I too saw this on TDS last night, and I laughed to stop myself from crying. A drug dealer that has a pound or two of dope($2-5k) goes to prison, and institutions defrauding the entire country for billions, gets trillions more. I cannot wrap my tiny primate brain around that.
Richard Bronson, who was on Colbert Report last night, made a great point about companies needing to be responsible, and how Virgin reinvests its profits into new ventures and technology. This only works because the principal agent of Virgin, Sir Rich, doesn't want more money, but there has to be a way to create incentives for long term investment for ordinary corporations.

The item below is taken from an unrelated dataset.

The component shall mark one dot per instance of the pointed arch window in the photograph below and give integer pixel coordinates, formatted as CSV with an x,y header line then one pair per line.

Until people can talk calmly, with a solution in sight, corporate greed will continue to win out by default.
There is. The problem is:
Concentrated money can buy marketing and publicity that overwhelms other things in the marketplace of opinion. Bad policies outsell good policies because of it.

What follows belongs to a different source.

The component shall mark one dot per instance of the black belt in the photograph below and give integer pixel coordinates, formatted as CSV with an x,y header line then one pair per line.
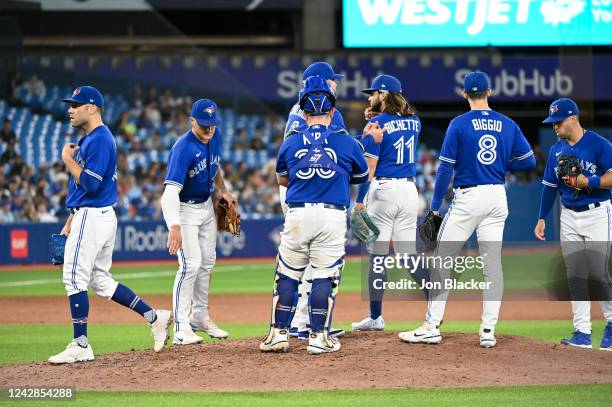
x,y
328,206
584,207
411,179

Consider this election, where a 'rational discussion' might see a lot of merit to, say, John Huntsman over a Romney or Gingrich (or Cain).
But the money publicizes the others enough that they get the votes. It doesn't really matter 'how good' Huntsman is.

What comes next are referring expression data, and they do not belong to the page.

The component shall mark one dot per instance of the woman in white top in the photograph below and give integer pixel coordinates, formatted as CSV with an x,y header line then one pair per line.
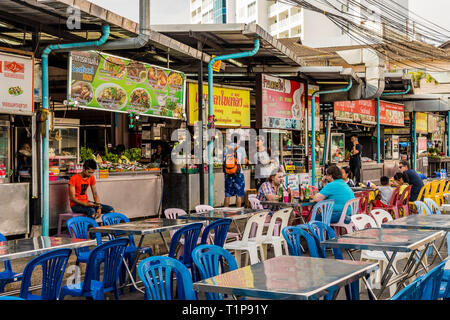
x,y
264,165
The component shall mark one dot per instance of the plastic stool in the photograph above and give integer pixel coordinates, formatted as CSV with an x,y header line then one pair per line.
x,y
64,217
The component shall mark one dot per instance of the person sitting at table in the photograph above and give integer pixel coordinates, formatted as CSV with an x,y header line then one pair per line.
x,y
384,194
336,190
268,191
346,174
78,186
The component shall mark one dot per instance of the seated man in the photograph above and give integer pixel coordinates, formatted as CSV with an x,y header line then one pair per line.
x,y
78,185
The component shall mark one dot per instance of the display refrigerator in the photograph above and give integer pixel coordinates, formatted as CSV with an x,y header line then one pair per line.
x,y
5,164
337,147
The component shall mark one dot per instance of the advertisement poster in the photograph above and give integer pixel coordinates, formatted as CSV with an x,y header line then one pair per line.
x,y
231,105
16,84
421,122
99,80
281,103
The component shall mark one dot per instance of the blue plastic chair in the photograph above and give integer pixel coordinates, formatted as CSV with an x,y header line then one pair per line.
x,y
8,275
220,228
53,264
79,229
323,232
293,235
191,234
209,261
130,252
157,273
325,213
92,287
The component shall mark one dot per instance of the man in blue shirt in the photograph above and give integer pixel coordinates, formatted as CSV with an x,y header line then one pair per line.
x,y
413,179
336,190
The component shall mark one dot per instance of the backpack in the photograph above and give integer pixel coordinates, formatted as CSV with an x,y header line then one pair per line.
x,y
230,165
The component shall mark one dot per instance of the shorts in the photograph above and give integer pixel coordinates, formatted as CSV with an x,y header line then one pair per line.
x,y
90,211
234,185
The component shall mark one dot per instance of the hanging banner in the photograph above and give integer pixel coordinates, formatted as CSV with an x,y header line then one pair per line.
x,y
421,122
279,103
231,105
16,83
102,81
392,114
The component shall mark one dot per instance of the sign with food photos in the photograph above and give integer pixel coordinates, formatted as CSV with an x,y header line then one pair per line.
x,y
16,83
103,81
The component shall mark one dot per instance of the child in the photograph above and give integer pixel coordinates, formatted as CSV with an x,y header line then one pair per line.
x,y
384,195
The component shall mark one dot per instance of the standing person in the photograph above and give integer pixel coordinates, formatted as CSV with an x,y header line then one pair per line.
x,y
234,157
268,191
263,163
355,159
346,174
413,179
78,186
336,190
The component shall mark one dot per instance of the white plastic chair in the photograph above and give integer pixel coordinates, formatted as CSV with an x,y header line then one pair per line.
x,y
250,246
361,221
349,227
273,238
203,208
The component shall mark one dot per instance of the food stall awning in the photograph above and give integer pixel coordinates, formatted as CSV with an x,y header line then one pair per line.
x,y
20,20
220,39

On the Democratic side, it's not a coincidence that Obama was the annointed one of Wall Street last election, his biggest private donor Goldman Sachs.
Howard Dean didn't get that kind of support in 2004. Didn't go well.
The way it's supposed to work more is that the people prefer better policies and elect people who pass regulations that create the incentives you mention.
But it doesn't happen when money dedicated to special interests dominates the elections.
We have whole industries around propaganda (think tanks, commentators) and media (Fox News being the most obvious) and it's a multi-billion dollar industry.
This is not the democracy our founding fathers were trying to make.
It's more the undoing of democracy, defeating the people getting what's in their interest, while preserving the facade of democracy.
And not to exaggerate, it's not just a facade - things could be a lot worse, there are still some democratic pressures on policies, the people still have some representation.
But Branson is not a solution, he's an anolomy, someone who bucks the system, which is nice but won't help the larger issues.